Life is full of hardship and difficulty at American University.
The Washington D.C., school – which is ranked 72nd in the country and has a tuition of more than $43,000 per year – is replete with depressed, marginalized and racially oppressed students who need to be coddled, cuddled and spoken to in low, hushed tones so as not to trigger some sort of mental episode.
It’s not a fun place to be, so during the campaign to elect a new student body president, the candidates spoke about the interminable needs of these delicate flowers, The Eagle reported.
One candidate – Matt Mullin – said the counseling center should be open 24 hours per day, seven days per week – you know, for those 3 a.m.
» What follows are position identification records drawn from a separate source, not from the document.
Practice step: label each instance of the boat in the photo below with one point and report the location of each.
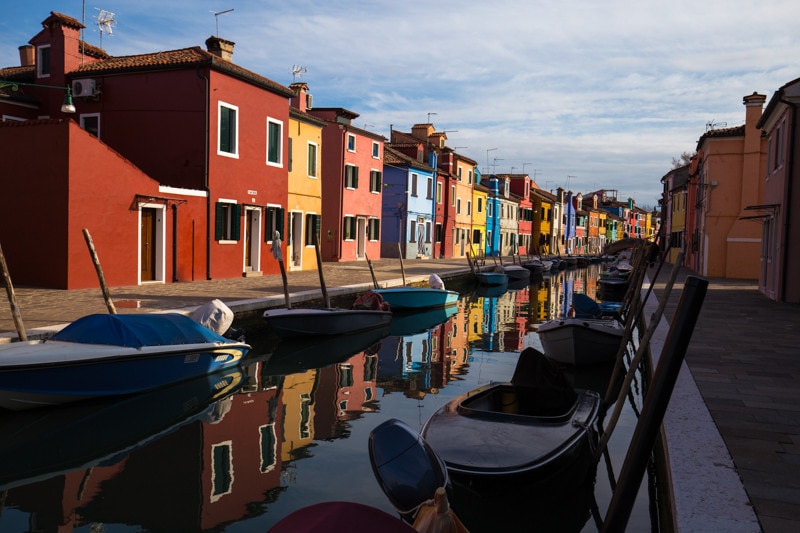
(293, 355)
(581, 341)
(492, 278)
(407, 469)
(102, 355)
(416, 298)
(325, 321)
(55, 440)
(513, 432)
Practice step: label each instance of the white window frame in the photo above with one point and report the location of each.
(279, 162)
(235, 153)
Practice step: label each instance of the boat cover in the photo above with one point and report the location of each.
(136, 331)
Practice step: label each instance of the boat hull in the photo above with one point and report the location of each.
(411, 298)
(581, 341)
(488, 435)
(102, 370)
(302, 322)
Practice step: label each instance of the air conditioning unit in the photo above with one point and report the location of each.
(86, 87)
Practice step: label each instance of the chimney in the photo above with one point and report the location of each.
(301, 98)
(220, 47)
(27, 55)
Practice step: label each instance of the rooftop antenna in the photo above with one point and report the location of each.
(105, 23)
(297, 71)
(216, 17)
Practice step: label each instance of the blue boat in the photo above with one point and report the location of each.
(106, 355)
(415, 298)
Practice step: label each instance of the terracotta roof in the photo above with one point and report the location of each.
(175, 59)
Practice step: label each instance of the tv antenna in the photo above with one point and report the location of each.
(297, 71)
(105, 23)
(216, 17)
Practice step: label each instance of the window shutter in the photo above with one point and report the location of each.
(219, 223)
(236, 222)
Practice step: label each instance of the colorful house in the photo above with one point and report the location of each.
(779, 210)
(304, 203)
(407, 206)
(222, 182)
(352, 188)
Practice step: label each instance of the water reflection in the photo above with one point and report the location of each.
(289, 433)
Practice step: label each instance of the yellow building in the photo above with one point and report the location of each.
(304, 205)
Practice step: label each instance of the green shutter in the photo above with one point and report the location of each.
(236, 221)
(219, 222)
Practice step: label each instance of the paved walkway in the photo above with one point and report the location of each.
(743, 359)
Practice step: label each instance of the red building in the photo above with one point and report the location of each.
(351, 190)
(181, 173)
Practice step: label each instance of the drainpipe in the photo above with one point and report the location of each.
(206, 187)
(788, 196)
(174, 243)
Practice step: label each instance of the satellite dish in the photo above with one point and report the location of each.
(105, 23)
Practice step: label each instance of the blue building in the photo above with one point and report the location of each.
(407, 213)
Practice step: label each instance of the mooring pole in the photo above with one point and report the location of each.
(12, 298)
(99, 270)
(655, 404)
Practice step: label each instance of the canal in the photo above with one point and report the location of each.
(239, 451)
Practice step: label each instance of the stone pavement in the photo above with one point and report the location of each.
(743, 360)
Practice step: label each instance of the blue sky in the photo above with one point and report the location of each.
(578, 93)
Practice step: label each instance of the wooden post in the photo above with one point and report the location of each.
(402, 269)
(321, 277)
(99, 270)
(12, 299)
(371, 271)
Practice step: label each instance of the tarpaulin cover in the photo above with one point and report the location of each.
(135, 331)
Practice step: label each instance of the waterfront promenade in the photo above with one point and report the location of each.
(733, 424)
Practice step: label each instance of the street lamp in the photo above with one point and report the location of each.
(66, 107)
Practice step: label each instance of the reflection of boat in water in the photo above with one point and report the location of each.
(42, 443)
(518, 431)
(298, 354)
(410, 323)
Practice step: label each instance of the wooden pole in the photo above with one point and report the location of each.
(321, 277)
(99, 270)
(402, 269)
(371, 271)
(12, 299)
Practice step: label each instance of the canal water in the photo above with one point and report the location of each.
(238, 451)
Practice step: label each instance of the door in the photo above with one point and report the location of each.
(148, 244)
(361, 243)
(296, 242)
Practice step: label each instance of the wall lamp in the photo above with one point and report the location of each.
(66, 107)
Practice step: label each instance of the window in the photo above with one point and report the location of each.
(312, 160)
(228, 221)
(91, 123)
(274, 142)
(374, 229)
(43, 61)
(375, 180)
(312, 229)
(228, 130)
(274, 222)
(349, 228)
(350, 177)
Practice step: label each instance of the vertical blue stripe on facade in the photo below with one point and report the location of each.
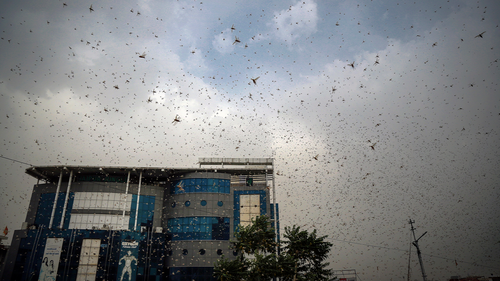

Sunday “triggering” events like a rerun of “Gilligan’s Island.”
Another candidate – Devontae Torriente – who was behind the creation of a “microaggression reporting portal” said he wants more minorities on faculty because … well, skin color makes all the difference.
Candidate Will Mascaro said because he’s white, he’ll let “non-white people” develop his diversity policy.
I’ll be the first to admit that as a white man, I have not experienced racism, and I never will experience racism,” Mascaro said during the debate. “So, I am not the person who should be leading the charge on this issue. I have to lead from behind.”
At times there were “snaps of encouragement” from the audience. It’s enough to give you douche chills.
— The Eagle (@TheEagleOnline) March 18, 2016
Will Mascaro did take the lead on one important issue: Making sure that students accused of sexual assault are not protected by any confidentiality. That way as soon as someone makes a complaint, the male student can be tagged and labeled a rapist without any evidence at all.
Way to lead the charge, Will.
By the way, while they’re screaming for more diversity and inclusion, American University is one of the most racially diverse colleges in the country. More than 45 percent of the student body are minorities and almost 35 percent of the faculty are non-white.
All in all, it was a bunch of whiny students promising more coddling and inclusion at a school that costs more than most people make in an average year.